The list of stocks similar to NVIDIA according
to this AI
For example, let’s say we asked the question:
What stocks are similar to NVIDIA?
-
One investor might look at semiconductor
stocks with a similar financial health sheet
in 2023
-
Another investor might look at AI stocks that
are growing in revenue and income as fast as
NVIDIA
-
Yet another investor might look at NVIDIA’s
nearest competitors, using news websites or
forums
That’s the inherent problem with language.
It’s imprecise. And when we use language models,
we have to transform this ambiguity into a
concrete input to gather the data. As a result,
different language models might have different
outputs for the same exact inputs.
But there are ways of solving this challenge,
both as the developer of LLM apps and as an
end-user.
-
As a user, be precise: when using LLM applications, be as precise as
you can.
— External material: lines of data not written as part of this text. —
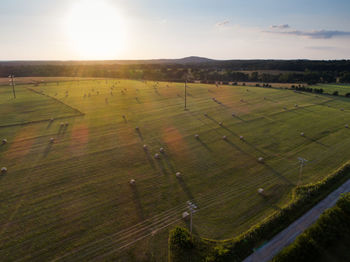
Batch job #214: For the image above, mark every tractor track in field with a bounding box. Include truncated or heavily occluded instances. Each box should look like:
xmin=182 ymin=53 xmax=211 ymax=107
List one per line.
xmin=24 ymin=160 xmax=304 ymax=261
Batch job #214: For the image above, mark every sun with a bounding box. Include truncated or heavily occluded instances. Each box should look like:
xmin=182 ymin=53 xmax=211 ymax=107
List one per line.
xmin=65 ymin=0 xmax=125 ymax=59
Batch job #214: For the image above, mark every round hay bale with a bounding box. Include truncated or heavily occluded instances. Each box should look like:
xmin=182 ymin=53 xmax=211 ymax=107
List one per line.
xmin=182 ymin=211 xmax=190 ymax=219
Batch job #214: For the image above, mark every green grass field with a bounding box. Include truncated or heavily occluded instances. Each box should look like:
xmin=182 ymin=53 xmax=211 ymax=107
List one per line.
xmin=311 ymin=84 xmax=350 ymax=96
xmin=0 ymin=79 xmax=350 ymax=261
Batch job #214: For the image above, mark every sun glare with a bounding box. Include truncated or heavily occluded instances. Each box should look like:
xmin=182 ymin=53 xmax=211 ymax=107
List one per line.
xmin=65 ymin=0 xmax=125 ymax=59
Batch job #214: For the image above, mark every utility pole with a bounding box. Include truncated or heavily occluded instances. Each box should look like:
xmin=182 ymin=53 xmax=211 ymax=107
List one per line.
xmin=9 ymin=75 xmax=16 ymax=99
xmin=185 ymin=79 xmax=187 ymax=110
xmin=298 ymin=157 xmax=308 ymax=186
xmin=187 ymin=201 xmax=197 ymax=237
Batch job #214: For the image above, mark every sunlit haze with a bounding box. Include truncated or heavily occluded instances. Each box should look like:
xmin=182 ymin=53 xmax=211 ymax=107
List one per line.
xmin=0 ymin=0 xmax=350 ymax=60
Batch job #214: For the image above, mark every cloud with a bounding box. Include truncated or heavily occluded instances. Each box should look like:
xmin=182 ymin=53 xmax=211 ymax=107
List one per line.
xmin=270 ymin=24 xmax=290 ymax=29
xmin=215 ymin=20 xmax=230 ymax=27
xmin=264 ymin=30 xmax=350 ymax=39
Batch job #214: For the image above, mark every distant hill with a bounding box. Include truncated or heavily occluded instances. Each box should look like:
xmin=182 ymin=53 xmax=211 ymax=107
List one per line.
xmin=0 ymin=56 xmax=220 ymax=66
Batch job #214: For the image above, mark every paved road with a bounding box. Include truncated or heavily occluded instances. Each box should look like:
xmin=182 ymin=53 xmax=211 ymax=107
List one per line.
xmin=243 ymin=179 xmax=350 ymax=262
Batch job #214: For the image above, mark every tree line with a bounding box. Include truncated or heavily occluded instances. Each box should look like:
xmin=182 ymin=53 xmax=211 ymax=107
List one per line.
xmin=0 ymin=60 xmax=350 ymax=84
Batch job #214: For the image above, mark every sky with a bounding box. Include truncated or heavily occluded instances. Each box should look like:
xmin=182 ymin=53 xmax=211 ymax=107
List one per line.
xmin=0 ymin=0 xmax=350 ymax=60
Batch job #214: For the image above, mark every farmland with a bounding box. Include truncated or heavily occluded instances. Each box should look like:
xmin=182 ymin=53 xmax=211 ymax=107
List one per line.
xmin=0 ymin=79 xmax=350 ymax=261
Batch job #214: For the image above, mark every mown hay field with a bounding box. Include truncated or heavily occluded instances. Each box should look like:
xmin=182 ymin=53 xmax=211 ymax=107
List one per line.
xmin=0 ymin=79 xmax=350 ymax=261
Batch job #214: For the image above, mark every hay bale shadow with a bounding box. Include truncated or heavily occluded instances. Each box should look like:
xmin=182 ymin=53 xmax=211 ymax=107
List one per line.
xmin=131 ymin=185 xmax=145 ymax=221
xmin=177 ymin=177 xmax=194 ymax=202
xmin=197 ymin=138 xmax=213 ymax=152
xmin=43 ymin=143 xmax=52 ymax=158
xmin=303 ymin=135 xmax=329 ymax=148
xmin=136 ymin=129 xmax=143 ymax=141
xmin=46 ymin=120 xmax=53 ymax=129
Instead of saying “what stocks are
similar to NVIDIA?”, you can say “which stocks
are similar to NVIDIA in industry and have a
2021, 2022, and 2023 fundamental stock ranking
within 1 point of NVIDIA?”
-
As a developer, be transparent: whenever you can, have the language model
state any assumptions that it made, and give
users the freedom to change those assumptions
-
As a person, be aware: simple being aware of these inherent flaws
with language will allow you to wield these
tools with better precision and control
By combining these strategies, you’ll unlock
more from LLM-driven insights than the average
investor. Language models aren’t a silver bullet
for investing, but when used properly, can allow
you to perform research faster, with more depth,
and with better strategies than without them.
Concluding Thoughts
Nobody ever talks about the pitfalls of
language itself when it
comes to developing LLM applications.
Natural language is imprecise, and leaves room
for creativity. In contrast, structured
languages like SQL and programming languages
like Python are exact — they will always return
the same exact output for a given input.
Nevertheless, I’ve managed to solve these
problems. For one, I’ve given language models
access to up-to-date financial data that makes
working with them more accurate and precise.
Moreover, I’ve learned how to transform
ambiguous user inquiries into concrete actions
to be executed by the model.
But, I can’t do everything on my own. Language
itself is imperfect, which is why its your
responsibility to understand these pitfalls and
actively work to mitigate them when interaction
with these language models.
And when you do, your portfolio’s performance
will be nothing short of astronomical.